Jennifer Basile received her Bachelor of Fine Arts from the University of Miami and a Masters of Fine Arts in printmaking from Southern Illinois University Edwardsville. She is currently a Professor of Studio Art at Miami-Dade College. She has presented numerous exhibitions and received residencies and awards across the country, including from the Vermont Studio Center, Kala Art Institute and Jentel Foundation. Basile currently lives in Miami, enjoys all the activities and outdoor sports that the tropical weather allows, and travels frequently to national parks where she works and delights in nature.

Through different techniques – relief woodcut prints, color reduction woodcut prints, intaglio prints, ballpoint pen drawings and an installation – the artist presents us with diverse approaches to the landscapes that seduced her in her last trips through our beautiful country: “On my journeys, I stop at national and state parks, hike, learn about the location, and collect my subject matter. I enjoy creating traditionally-based artworks on a grand scale that envelop the viewer. The difficult, manual labor of relief printing by hand brings me great satisfaction. It is a true challenge, working on a grand scale to create one registered image.”

In addition to its aesthetic and visual value, the artist imbues her work with ecological meaning: “Climate change is playing an immense role in our surroundings and is changing the shape of our landscape. My message is simple: to capture the environment in all of its pure and natural beauty, before it is permanently changed. My goal is to create works that allow viewers to escape [the bustle of the city], while inspiring them to preserve their precious natural surroundings.”

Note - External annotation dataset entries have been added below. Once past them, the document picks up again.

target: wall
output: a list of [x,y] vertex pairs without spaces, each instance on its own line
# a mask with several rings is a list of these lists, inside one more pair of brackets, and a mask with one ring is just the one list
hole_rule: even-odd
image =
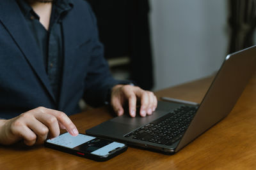
[[150,0],[154,90],[212,74],[227,55],[223,0]]

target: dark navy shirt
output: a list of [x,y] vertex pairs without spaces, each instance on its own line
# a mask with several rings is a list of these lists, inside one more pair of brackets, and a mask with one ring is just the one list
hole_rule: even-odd
[[17,0],[24,15],[31,32],[44,57],[45,71],[56,101],[58,101],[62,79],[63,43],[62,39],[61,20],[72,10],[70,0],[56,0],[52,4],[50,25],[47,30],[40,22],[39,16],[25,0]]

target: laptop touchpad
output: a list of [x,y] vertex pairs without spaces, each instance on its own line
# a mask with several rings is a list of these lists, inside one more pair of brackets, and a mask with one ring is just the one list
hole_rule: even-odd
[[154,121],[166,114],[166,111],[156,111],[151,115],[145,117],[141,117],[139,113],[136,113],[136,117],[131,117],[128,114],[125,114],[121,117],[116,117],[111,120],[115,122],[122,123],[123,124],[130,125],[132,126],[140,127],[149,122]]

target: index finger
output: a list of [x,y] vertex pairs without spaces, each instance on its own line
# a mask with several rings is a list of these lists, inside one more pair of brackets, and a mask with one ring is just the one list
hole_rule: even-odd
[[44,110],[44,112],[54,116],[72,136],[77,136],[78,134],[78,131],[76,125],[63,112],[47,108]]

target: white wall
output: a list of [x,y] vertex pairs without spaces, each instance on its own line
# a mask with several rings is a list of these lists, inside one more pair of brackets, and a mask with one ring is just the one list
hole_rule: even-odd
[[204,77],[227,54],[223,0],[150,0],[155,89]]

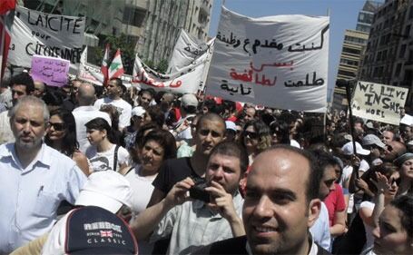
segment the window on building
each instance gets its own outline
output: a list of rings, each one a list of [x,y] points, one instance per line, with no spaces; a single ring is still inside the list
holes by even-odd
[[[399,58],[404,57],[405,53],[406,53],[406,47],[407,47],[406,44],[402,44],[402,45],[401,45],[401,47],[400,47],[400,52],[398,52],[398,57],[399,57]]]
[[[409,35],[410,35],[410,27],[411,27],[410,25],[406,25],[405,34],[404,35],[407,36],[407,37],[409,37]]]
[[[396,65],[396,71],[394,72],[394,75],[396,77],[398,77],[398,75],[400,75],[400,71],[401,71],[401,63],[398,63],[398,65]]]

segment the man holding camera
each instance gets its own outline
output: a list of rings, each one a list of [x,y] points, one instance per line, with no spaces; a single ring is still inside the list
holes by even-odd
[[[167,253],[190,254],[202,245],[244,235],[238,187],[247,167],[243,148],[232,142],[219,143],[208,161],[206,188],[189,177],[177,182],[161,202],[134,220],[136,239],[152,242],[172,235]]]

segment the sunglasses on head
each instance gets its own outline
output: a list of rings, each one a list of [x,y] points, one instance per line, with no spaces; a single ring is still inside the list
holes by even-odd
[[[258,139],[258,133],[256,133],[254,132],[245,131],[244,135],[245,135],[245,137],[249,137],[251,139]]]
[[[65,129],[64,123],[49,123],[50,127],[53,127],[55,131],[64,131]]]

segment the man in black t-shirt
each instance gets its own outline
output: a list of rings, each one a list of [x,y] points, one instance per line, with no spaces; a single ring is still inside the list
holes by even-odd
[[[212,148],[223,140],[225,122],[218,114],[202,115],[196,126],[196,149],[192,157],[167,160],[153,181],[155,187],[148,207],[161,201],[173,185],[186,177],[205,174],[208,158]]]

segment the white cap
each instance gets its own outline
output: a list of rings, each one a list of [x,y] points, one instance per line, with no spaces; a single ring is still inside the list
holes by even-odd
[[[226,125],[226,129],[229,129],[229,130],[232,130],[232,131],[235,131],[237,132],[237,126],[235,125],[235,123],[231,121],[225,121],[225,125]]]
[[[146,113],[145,109],[142,106],[136,106],[132,109],[132,116],[143,117],[143,114]]]
[[[103,171],[89,175],[75,205],[93,205],[116,213],[124,204],[131,207],[131,184],[114,171]]]
[[[361,147],[360,143],[359,143],[358,142],[356,142],[356,152],[358,154],[369,155],[370,153],[370,151],[363,149],[363,147]],[[343,147],[341,148],[341,150],[343,151],[344,154],[346,154],[346,155],[353,154],[354,153],[353,142],[349,142],[346,144],[344,144]]]
[[[376,144],[377,146],[379,146],[380,148],[384,148],[386,146],[386,144],[384,144],[383,142],[381,142],[381,140],[377,135],[369,133],[369,134],[367,134],[363,138],[363,145],[371,145],[371,144]],[[356,150],[358,150],[358,149],[356,148]]]
[[[185,93],[181,97],[181,105],[183,107],[188,107],[188,106],[198,106],[198,99],[193,93]]]

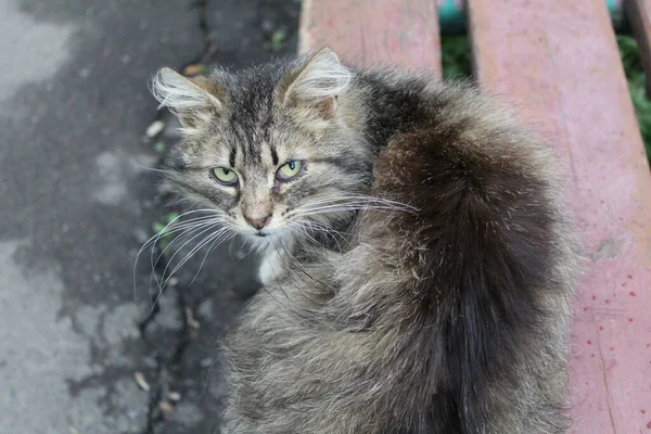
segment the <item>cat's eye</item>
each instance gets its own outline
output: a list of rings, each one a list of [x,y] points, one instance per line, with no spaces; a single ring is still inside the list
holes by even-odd
[[[290,179],[292,179],[296,175],[298,175],[301,173],[302,168],[303,168],[303,162],[299,162],[299,161],[288,162],[288,163],[283,164],[282,166],[280,166],[278,171],[276,173],[276,178],[279,181],[289,181]]]
[[[238,174],[226,167],[215,167],[210,170],[215,180],[225,186],[234,186],[238,183]]]

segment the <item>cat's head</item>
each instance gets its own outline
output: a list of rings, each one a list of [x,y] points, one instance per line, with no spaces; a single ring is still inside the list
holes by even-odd
[[[201,78],[161,69],[153,93],[179,117],[183,137],[164,189],[252,237],[348,219],[344,204],[366,191],[371,159],[353,79],[329,49]]]

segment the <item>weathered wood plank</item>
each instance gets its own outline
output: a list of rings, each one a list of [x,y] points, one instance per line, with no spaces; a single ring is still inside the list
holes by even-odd
[[[573,329],[573,432],[651,432],[651,174],[605,3],[467,4],[476,78],[516,103],[569,166],[589,256]]]
[[[651,0],[628,0],[624,7],[640,47],[640,60],[647,75],[647,94],[651,95]]]
[[[441,75],[433,0],[304,0],[298,51],[330,47],[342,59],[388,62]]]

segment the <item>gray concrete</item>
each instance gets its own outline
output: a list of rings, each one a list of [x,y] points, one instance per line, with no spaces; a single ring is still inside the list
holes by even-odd
[[[255,289],[254,259],[218,250],[191,285],[201,258],[190,263],[139,329],[156,291],[149,256],[135,272],[132,256],[165,214],[144,168],[158,163],[143,140],[158,115],[146,82],[162,65],[292,52],[297,11],[0,0],[0,433],[214,432],[217,342],[243,303],[235,293]],[[269,53],[280,27],[289,42]]]

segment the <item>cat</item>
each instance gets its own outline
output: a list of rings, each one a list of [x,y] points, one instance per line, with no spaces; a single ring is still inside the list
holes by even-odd
[[[222,433],[563,433],[577,242],[550,149],[471,85],[324,48],[158,72],[165,191],[266,252]]]

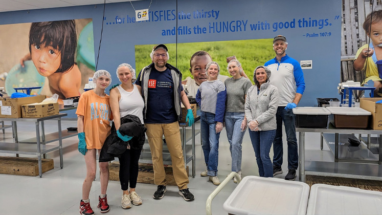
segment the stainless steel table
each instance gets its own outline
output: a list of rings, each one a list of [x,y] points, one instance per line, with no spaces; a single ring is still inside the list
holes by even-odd
[[[200,117],[198,116],[195,118],[196,122],[200,120]],[[195,155],[195,136],[200,133],[200,130],[195,131],[195,123],[191,126],[191,129],[186,128],[185,123],[180,122],[179,123],[181,131],[181,139],[182,141],[182,146],[183,149],[183,158],[185,161],[185,167],[190,161],[192,161],[192,178],[195,178],[196,175],[196,163]],[[187,144],[191,140],[191,144]],[[191,151],[191,154],[188,153]],[[163,145],[163,164],[165,165],[171,165],[171,158],[170,156],[170,152],[167,148],[166,145]],[[151,150],[150,146],[148,144],[147,139],[146,140],[145,144],[143,145],[141,157],[139,158],[139,162],[143,163],[152,163],[151,159]]]
[[[382,131],[372,130],[369,129],[347,129],[347,128],[338,128],[334,127],[331,124],[329,123],[328,128],[305,128],[296,127],[296,131],[299,133],[299,165],[300,166],[299,170],[299,178],[300,181],[305,182],[305,174],[308,172],[309,175],[320,175],[326,176],[340,176],[347,178],[362,178],[365,179],[379,180],[382,180]],[[307,171],[305,170],[305,132],[320,133],[321,143],[323,141],[323,138],[324,136],[322,134],[330,133],[334,134],[334,161],[335,163],[329,163],[325,162],[312,162],[308,161],[311,167],[318,169],[319,170]],[[374,134],[379,135],[379,155],[377,160],[375,161],[362,161],[355,160],[355,159],[341,159],[339,158],[339,136],[340,134]],[[322,149],[322,146],[321,146]],[[349,167],[349,163],[344,163],[340,164],[339,161],[346,162],[358,162],[359,163],[374,163],[379,165],[375,165],[372,167],[373,169],[371,171],[373,171],[374,175],[366,175],[365,168],[369,168],[367,166],[370,165],[356,164],[354,166],[356,166],[355,171],[357,174],[354,173],[347,173],[347,170],[351,170]],[[332,170],[330,173],[326,173],[328,170]],[[365,173],[365,174],[363,173]],[[357,175],[359,173],[359,175]],[[358,176],[359,176],[358,177]]]
[[[42,176],[42,168],[41,166],[41,155],[49,152],[59,149],[60,154],[60,166],[62,169],[63,166],[62,161],[62,136],[61,128],[61,118],[67,116],[67,114],[59,114],[57,115],[38,118],[0,118],[0,121],[12,121],[13,128],[13,135],[15,142],[0,142],[0,153],[12,153],[16,154],[33,155],[36,155],[38,159],[39,176],[41,178]],[[50,134],[49,138],[46,139],[45,130],[44,129],[44,121],[49,119],[57,119],[58,126],[58,132],[54,134]],[[36,127],[36,137],[18,141],[17,137],[17,122],[34,122]],[[41,136],[40,136],[40,124],[41,124]],[[77,133],[70,134],[66,137],[77,135]],[[58,146],[46,145],[47,143],[58,141]],[[37,143],[37,147],[34,146],[30,143]]]

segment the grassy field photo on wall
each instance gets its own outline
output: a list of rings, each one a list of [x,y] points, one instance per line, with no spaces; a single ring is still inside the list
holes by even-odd
[[[264,65],[267,61],[275,57],[272,49],[273,39],[249,39],[245,40],[218,41],[214,42],[189,42],[165,44],[168,48],[170,59],[168,63],[176,66],[182,73],[183,79],[192,75],[190,72],[190,58],[199,50],[208,52],[214,61],[220,67],[220,74],[231,77],[227,70],[226,58],[235,55],[241,63],[242,67],[251,81],[253,71],[256,67]],[[136,45],[136,70],[139,71],[151,62],[150,53],[152,47],[158,44]],[[253,81],[252,81],[253,82]]]

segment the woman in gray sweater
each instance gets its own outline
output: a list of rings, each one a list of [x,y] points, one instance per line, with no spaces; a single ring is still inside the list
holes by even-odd
[[[269,84],[271,71],[263,66],[255,69],[255,85],[248,90],[244,110],[250,137],[255,150],[260,177],[273,177],[269,158],[276,129],[276,113],[279,103],[277,88]]]

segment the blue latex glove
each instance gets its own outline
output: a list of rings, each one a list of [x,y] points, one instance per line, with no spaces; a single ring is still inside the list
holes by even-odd
[[[109,92],[110,92],[110,90],[111,90],[112,89],[114,88],[116,88],[117,87],[119,86],[119,83],[117,83],[117,84],[114,84],[113,86],[111,86],[111,88],[110,88],[110,89],[109,90]]]
[[[80,140],[80,142],[78,142],[78,151],[85,155],[87,152],[86,142],[85,141],[85,133],[83,132],[78,133],[78,139]]]
[[[288,103],[288,104],[286,105],[286,106],[284,109],[288,110],[288,109],[293,109],[294,108],[296,108],[296,107],[297,106],[297,104],[296,104],[295,103],[292,102],[292,103]]]
[[[131,140],[131,138],[132,138],[132,137],[130,137],[127,135],[122,135],[120,133],[119,133],[119,130],[117,130],[117,135],[118,136],[118,137],[119,137],[120,139],[125,142],[127,142],[129,140]]]
[[[188,121],[188,126],[190,126],[194,124],[194,114],[192,113],[192,110],[187,109],[187,115],[186,115],[186,121]]]

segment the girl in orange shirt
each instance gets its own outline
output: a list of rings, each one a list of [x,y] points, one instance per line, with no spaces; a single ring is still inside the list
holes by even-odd
[[[110,134],[110,121],[113,115],[110,109],[109,96],[105,89],[111,82],[111,76],[106,70],[98,70],[93,76],[96,88],[81,95],[76,114],[78,116],[78,150],[85,158],[86,177],[82,184],[82,199],[80,203],[81,214],[94,214],[89,200],[92,183],[96,176],[96,151],[99,155],[105,140]],[[101,171],[101,195],[98,197],[98,208],[101,213],[110,210],[106,199],[106,189],[109,181],[108,162],[99,163]]]

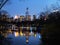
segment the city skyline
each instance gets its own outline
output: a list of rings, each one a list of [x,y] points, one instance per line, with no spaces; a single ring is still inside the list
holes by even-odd
[[[2,10],[6,10],[11,16],[15,15],[25,15],[26,8],[29,8],[29,14],[39,15],[40,12],[46,11],[47,8],[51,8],[51,4],[54,6],[59,3],[58,0],[10,0],[8,1],[2,8]]]

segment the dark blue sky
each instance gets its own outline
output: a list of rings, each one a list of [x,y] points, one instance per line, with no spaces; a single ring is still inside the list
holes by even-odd
[[[16,14],[25,15],[26,8],[29,7],[29,13],[33,15],[46,11],[46,6],[49,9],[52,8],[51,4],[57,5],[56,2],[60,4],[57,0],[10,0],[2,9],[14,16]]]

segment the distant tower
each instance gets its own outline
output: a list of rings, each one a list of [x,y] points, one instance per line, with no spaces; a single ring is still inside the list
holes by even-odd
[[[29,15],[29,8],[26,8],[26,20],[31,21],[31,15]]]
[[[26,15],[29,15],[29,8],[26,8]]]

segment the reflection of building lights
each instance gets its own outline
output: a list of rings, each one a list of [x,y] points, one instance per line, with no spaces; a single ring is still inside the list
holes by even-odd
[[[29,41],[28,40],[26,40],[26,43],[28,43]]]
[[[41,38],[40,35],[39,35],[39,38]]]
[[[22,33],[22,31],[20,31],[20,35],[21,35],[21,36],[23,36],[23,33]]]
[[[19,33],[18,32],[14,32],[14,35],[15,35],[15,37],[18,37]]]
[[[31,31],[31,32],[30,32],[30,35],[34,35],[34,33]]]
[[[19,16],[17,16],[17,15],[14,17],[14,19],[18,19],[18,18],[19,18]]]

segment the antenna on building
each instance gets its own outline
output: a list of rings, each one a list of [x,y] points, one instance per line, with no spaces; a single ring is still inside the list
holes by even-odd
[[[26,8],[26,15],[29,15],[29,8]]]

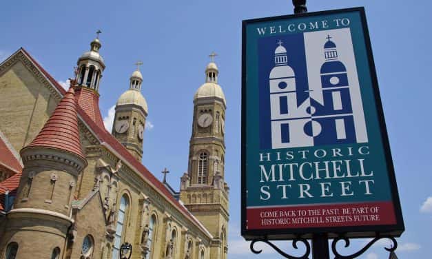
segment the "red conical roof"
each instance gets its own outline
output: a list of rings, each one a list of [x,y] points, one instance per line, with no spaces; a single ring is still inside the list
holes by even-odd
[[[72,87],[69,88],[39,134],[26,147],[37,147],[68,151],[85,159],[79,141],[76,103]]]

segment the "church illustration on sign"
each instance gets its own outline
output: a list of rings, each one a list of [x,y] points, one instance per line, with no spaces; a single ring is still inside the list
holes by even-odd
[[[280,40],[277,43],[275,66],[269,74],[272,148],[358,142],[356,116],[364,115],[362,111],[353,112],[351,100],[361,96],[350,92],[347,68],[338,60],[336,45],[331,39],[328,35],[324,45],[325,61],[320,68],[318,90],[315,85],[296,85],[287,50]],[[305,92],[309,94],[302,101]]]

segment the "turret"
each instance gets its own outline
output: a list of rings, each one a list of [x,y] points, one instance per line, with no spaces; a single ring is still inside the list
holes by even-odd
[[[74,95],[70,87],[34,140],[21,151],[23,174],[0,243],[3,251],[16,244],[17,258],[47,258],[64,252],[76,180],[87,166]]]

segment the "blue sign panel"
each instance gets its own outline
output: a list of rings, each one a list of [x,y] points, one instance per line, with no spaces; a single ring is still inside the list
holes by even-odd
[[[242,233],[403,231],[364,10],[243,22]]]

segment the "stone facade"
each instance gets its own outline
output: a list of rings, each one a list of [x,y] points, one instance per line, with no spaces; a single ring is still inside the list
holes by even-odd
[[[99,87],[99,82],[92,83]],[[23,49],[0,65],[0,136],[14,152],[32,143],[65,95]],[[225,118],[225,103],[206,105]],[[128,107],[116,116],[121,110],[144,124],[147,114]],[[194,124],[200,109],[196,105]],[[132,245],[134,259],[226,258],[228,189],[223,180],[216,180],[223,169],[209,176],[205,186],[195,186],[194,180],[184,185],[179,202],[138,160],[142,139],[135,143],[141,149],[131,150],[120,143],[127,140],[116,140],[83,110],[78,107],[85,161],[61,149],[21,152],[24,168],[14,206],[0,215],[0,258],[15,249],[17,258],[117,258],[124,242]],[[195,170],[194,157],[201,149],[223,164],[220,132],[212,132],[207,143],[191,143],[189,170]],[[193,136],[200,134],[194,128]]]

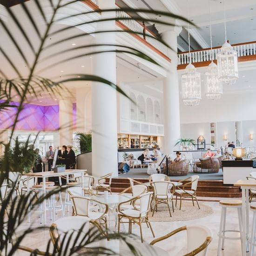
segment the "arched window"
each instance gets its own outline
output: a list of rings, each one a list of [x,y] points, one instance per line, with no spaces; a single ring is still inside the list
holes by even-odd
[[[144,98],[139,95],[137,99],[138,106],[138,120],[140,121],[146,121],[146,103]]]
[[[160,104],[157,101],[155,101],[155,122],[161,123],[161,110]]]
[[[136,97],[135,96],[135,94],[133,93],[131,93],[131,95],[130,95],[131,100],[135,102],[133,102],[131,101],[130,101],[131,102],[131,108],[130,108],[130,112],[131,112],[131,119],[133,120],[137,120],[137,107],[136,106]]]
[[[147,99],[146,106],[147,106],[147,121],[153,123],[154,122],[154,108],[151,99],[149,98]]]

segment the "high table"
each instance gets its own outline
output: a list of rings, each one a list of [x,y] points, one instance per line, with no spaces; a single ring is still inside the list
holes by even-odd
[[[234,186],[241,187],[242,197],[242,253],[243,256],[246,255],[246,242],[249,232],[249,189],[256,188],[256,182],[247,180],[238,180]]]
[[[42,178],[43,179],[43,189],[44,192],[44,195],[46,194],[46,178],[49,178],[49,177],[59,177],[60,176],[63,176],[65,175],[67,176],[67,182],[68,182],[68,175],[70,174],[81,174],[81,177],[82,180],[82,187],[83,187],[84,180],[83,180],[83,173],[86,172],[87,170],[78,170],[78,169],[66,169],[65,172],[54,172],[53,171],[50,172],[40,172],[36,173],[30,173],[24,174],[24,176],[27,176],[27,184],[29,184],[29,177],[32,177],[33,178]],[[27,193],[29,193],[30,188],[28,185],[27,186]],[[43,211],[44,211],[44,224],[46,225],[46,201],[44,200],[43,202]],[[30,213],[28,214],[28,222],[30,222]]]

In the exhibition catalog’s accompanying essay, Marina Wecksler writes of Basile’s work: “Beyond the need to recreate the landscape, Basile synthesizes it to reproduce it graphically. She eliminates the superfluous – colors and nuances – by eliminating tones and reflections and staying with a single stroke of a single color. She keeps the essential, the iconic, what can be printed with a single black ink. It is an abstraction process, although the result remains figurative… Even when the landscape is urban rather than natural, she manages to capture and reproduce its essence. Here also, be it a set of buildings seen from a window, or a bridge seen in the distance between the clouds, the created space invites the viewer to flights of imagination… What is captivating about her work, beyond the mastery with which she produces impressions that look like drawings, is its profound depth. One enters visually, and the imagination completes what is not seen. It transmits the peace and the majesty of the place, freeing it of all stridency.”